At what age do I switch my babies from Starter to Grower, from Grower to Layer or All Flock, and when can I begin adding treats (best fruits and veggies for my kiddos, ones to avoid?) and oyster shell to their diet? They're only 2 weeks old currently.


----------



## Nm156 (May 16, 2015)

Most people say to switch to layer when they start laying.I personally start mine on a 2.5% calcium pre-lay formula at 16 weeks.
NUTRENA All Flock is recommended at 7 weeks.
Purina flock raiser can be fed at any age.
Oyster shell should be available free choice starting at 15-16 weeks.


----------



## aapholz (Jul 7, 2016)

Thank you Nm


----------



## robin416 (Sep 8, 2013)

What she said. I never used layer, I put them all on a 20% grower/flocker raiser/flight conditioner/all flock (all the different names for 20%) and left them with free choice calcium.


----------



## seminole wind (Aug 22, 2015)

Yes but I was told to feed chick starter until you get an egg or about 16 weeks. If I have left over feed, I mix it in with the adult food. I don't Gove treats until thy are 12 weeks because they all need their nutrition.

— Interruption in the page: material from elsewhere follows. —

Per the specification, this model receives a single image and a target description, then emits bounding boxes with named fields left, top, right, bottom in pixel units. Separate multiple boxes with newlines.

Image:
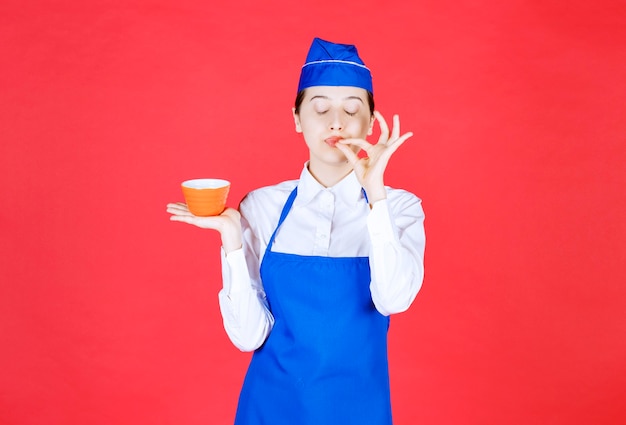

I trick them into believing that wet mash is a treat and they think it's the greatest.


----------



## Nm156 (May 16, 2015)

It's all about the Medullary cavity.If extra calcium isn't giving they suck it out of their Medullary cavity/bone to lay that egg.

Medullary bone is a special bone tissue forming on the endosteal surface of the medullary cavity in the bones of female birds prior to and during egg-laying to serve as a calcium reservoir for building the hard eggshell. 
http://www.nature.com/articles/srep06253


----------